Between doctor visits, they spend their nights on streets

Nowhere to go, patients' kin are often forced to live on pavements outside AIIMS

Sarita Devi, 32, believes she is fighting a lost battle.She has left behind her six children, the youngest being a seven-month-old daughter, in Kushinagar, Uttar Pradesh to attend to her ailing husband.

The little ancestral land the couple had is now gone. Her 40-year-old husband is being treated for blood cancer at the AIIMS. Sarita has been forced to live on the pavements outside the hospital for over a month now.

Her repeated attempts to seek accommodation in an AIIMS dharamshala dormitory have been futile. 

“He was shifted to the emergency ward yesterday after he contracted jaundice. I don’t know for how long I have to live on the pavement. In the last few days, the cold has been quite unbearable.”

Munching on a cold parantha, she adds one cannot solely rely on food distributed by the NGOs.“There is a mad rush to grab food when the vehicles arrive.”

She also finds paying Rs 5 for the toilet unreasonable. “Besides the cold, you also have to put up with rats nibbling at your feet on the pavement,” she adds.

Sarita’s tale is common on the street outside AIIMS. Poor patients from outside the state, once discharged, are homeless here. So are their family members.

Sixteen-year-old Deepak was diagnosed with cancer a few months back. He has become quiet with “all the rays” he is being given, his mother says uncovering his knee. “This is what the child is going through.”

Her face, however, does not give away any emotion as she gets busy sewing a tattered bag which has Deepak’s clothes.

His father remembers bringing him from Bijnor, Uttar Pradesh, “the day before Diwali”.
Initially, Deepak was examined every six days. “Now, the next date is January 8.

We have no relatives here and the dharamshalas have no vacancies. It does not make sense to spend on train fare. So we will continue to stay on the pavements till then,” says Pirti Singh, the teenager’s father.

With long gaps between dates for chemotherapy sessions or follow-up sessions and inadequate space in the dharamshalas to accommodate these patients, the outsiders have few options to avail.

Ramesh Yadav, who is suffering from throat cancer, clarifies he has a kothi back in Purnia district in Bihar. Here, he is a “homeless”.

“In the past two months, I have made a few friends from my zila. They are also pavement dwellers here. I am trying to not think about the change of fate,” says the 45-year-old man.  

Patients or their family members have demarcated their space on the pavements.
“I was operated on December 12 and discharged soon after for lack of space in the hospital. I have reserved this place since. My husband and son do not leave me alone so that nobody can encroach on this space,” says Veena, who hails from Karnal, Haryana.
The little space available on the concrete outside the AIIMS Metro station doubles as a shelter for a few at night.

Threat to hygiene
Patients’ attendants complain that things were better when they were allowed to hang around and sleep on the pavements inside the campus. However, the AIIMS administration has found squatting as a threat to hygiene in the campus. For over 20 days now, they are allowed in only in the morning.

“We cannot allow squatting inside the campus as it brings down the hygiene level. Leftover food items also attract dogs in the campus,” says Dr Amit Gupta, Spokesperson, AIIMS.

Currently, the total capacity of AIIMS and the trauma centre for patients’ attendants is 800, Dr Gupta adds.

This includes the two waiting halls inside the campus, four dharamshalas and the two temporary night shelters set up in collaboration with the Central Reserve Police Force.
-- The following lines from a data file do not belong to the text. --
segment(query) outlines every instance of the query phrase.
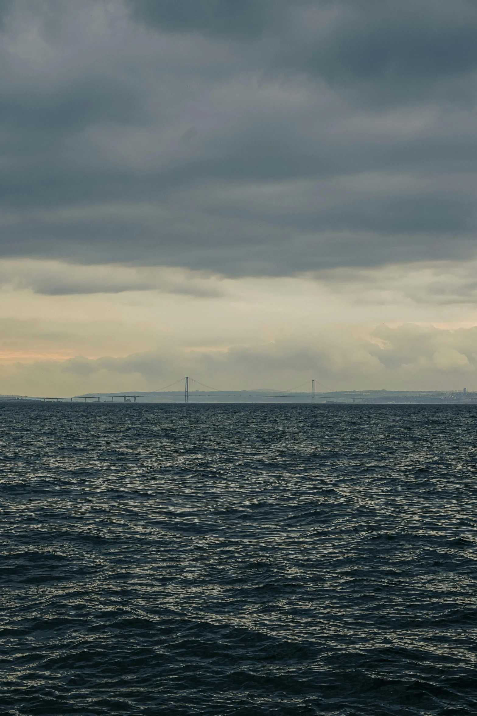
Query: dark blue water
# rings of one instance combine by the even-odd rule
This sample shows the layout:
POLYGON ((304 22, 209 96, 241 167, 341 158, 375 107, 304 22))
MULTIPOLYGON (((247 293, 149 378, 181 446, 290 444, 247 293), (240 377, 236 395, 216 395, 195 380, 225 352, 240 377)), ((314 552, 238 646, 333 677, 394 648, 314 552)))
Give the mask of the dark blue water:
POLYGON ((0 713, 477 713, 477 407, 0 404, 0 713))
It is also difficult for patients’ family members to cover the distance to the mobile shelter outside the Dental Council from the entrance. Also, not many are aware of this new addition. Plus, only one patient attendant is allowed in the mobile night shelter.
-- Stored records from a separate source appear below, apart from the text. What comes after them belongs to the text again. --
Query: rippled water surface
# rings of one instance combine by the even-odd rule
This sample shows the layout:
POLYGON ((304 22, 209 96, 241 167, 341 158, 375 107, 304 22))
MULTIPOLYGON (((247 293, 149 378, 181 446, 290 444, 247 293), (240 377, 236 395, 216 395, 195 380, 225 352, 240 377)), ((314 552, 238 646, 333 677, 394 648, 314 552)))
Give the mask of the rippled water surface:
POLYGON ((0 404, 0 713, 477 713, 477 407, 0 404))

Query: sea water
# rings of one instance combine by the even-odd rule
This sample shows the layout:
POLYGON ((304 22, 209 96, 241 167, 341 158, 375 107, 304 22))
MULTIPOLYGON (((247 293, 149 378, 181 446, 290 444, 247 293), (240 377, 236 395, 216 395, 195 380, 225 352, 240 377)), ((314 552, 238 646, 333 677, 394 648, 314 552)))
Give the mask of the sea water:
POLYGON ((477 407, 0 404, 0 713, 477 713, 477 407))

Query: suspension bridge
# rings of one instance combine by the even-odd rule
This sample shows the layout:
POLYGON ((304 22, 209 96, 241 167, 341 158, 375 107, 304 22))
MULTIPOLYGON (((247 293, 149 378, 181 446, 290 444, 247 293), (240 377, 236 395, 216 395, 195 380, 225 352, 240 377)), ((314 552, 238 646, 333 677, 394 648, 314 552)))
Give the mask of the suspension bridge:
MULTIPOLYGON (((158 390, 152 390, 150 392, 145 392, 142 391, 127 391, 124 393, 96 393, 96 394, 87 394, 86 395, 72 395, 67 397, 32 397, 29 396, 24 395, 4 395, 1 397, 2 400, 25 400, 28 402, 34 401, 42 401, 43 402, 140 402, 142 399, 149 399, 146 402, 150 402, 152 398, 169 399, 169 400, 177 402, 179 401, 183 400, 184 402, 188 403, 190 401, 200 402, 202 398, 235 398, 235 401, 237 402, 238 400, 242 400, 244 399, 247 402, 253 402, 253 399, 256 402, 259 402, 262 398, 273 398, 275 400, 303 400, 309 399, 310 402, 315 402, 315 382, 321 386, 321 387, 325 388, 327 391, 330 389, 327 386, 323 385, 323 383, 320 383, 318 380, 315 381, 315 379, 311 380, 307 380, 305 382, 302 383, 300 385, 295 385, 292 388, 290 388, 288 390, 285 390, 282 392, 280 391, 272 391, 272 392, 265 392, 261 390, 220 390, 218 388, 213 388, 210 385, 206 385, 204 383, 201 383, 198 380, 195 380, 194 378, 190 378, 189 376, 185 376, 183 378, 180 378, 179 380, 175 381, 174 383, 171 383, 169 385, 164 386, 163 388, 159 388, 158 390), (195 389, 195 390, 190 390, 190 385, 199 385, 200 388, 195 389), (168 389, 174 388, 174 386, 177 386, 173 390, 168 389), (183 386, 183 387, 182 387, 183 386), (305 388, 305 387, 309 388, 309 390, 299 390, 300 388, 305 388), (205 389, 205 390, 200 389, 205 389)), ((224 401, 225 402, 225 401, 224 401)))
Several patients cannot even afford rooms at dharamshalas. An AIIMS official said the amount is usually waived off for poor patients.

However, the arrangements are inadequate with the family members of those admitted at the hospital camping outside the hospital in the harsh weather conditions. Dr Gupta admits that the arrangements fall short, given the traffic of patients from outside states.

However, most security guards at AIIMS have their own version of events. In fact, they have little sympathy for the patients or their attendants braving the cold.

 “We have tried shifting them from the streets to the night shelters in buses. But they want to remain on the footpaths for the sake of blankets and food distributed by NGOs. Several times, the night shelters go vacant,” says a security guard at the AIIMS.

Another security guard added that he has seen most families selling off these blankets during his four-year-long tenure here.

Patients’ family members say the allegations are not true. “The security guards mistreat us. They taunt us saying we are staying on the pavements for blankets. A hotel room would cost at least Rs 500. There are three other family members with me. What do we do?” says Anjali, in her early thirties.

Anjali’s daughter has undergone an eye operation and is admitted at AIIMS. The family hails from Bettiah district in Bihar.

“It is baseless that we would come all the way from Bihar for two blankets. Will anybody like to live on the streets like this unless forced to?”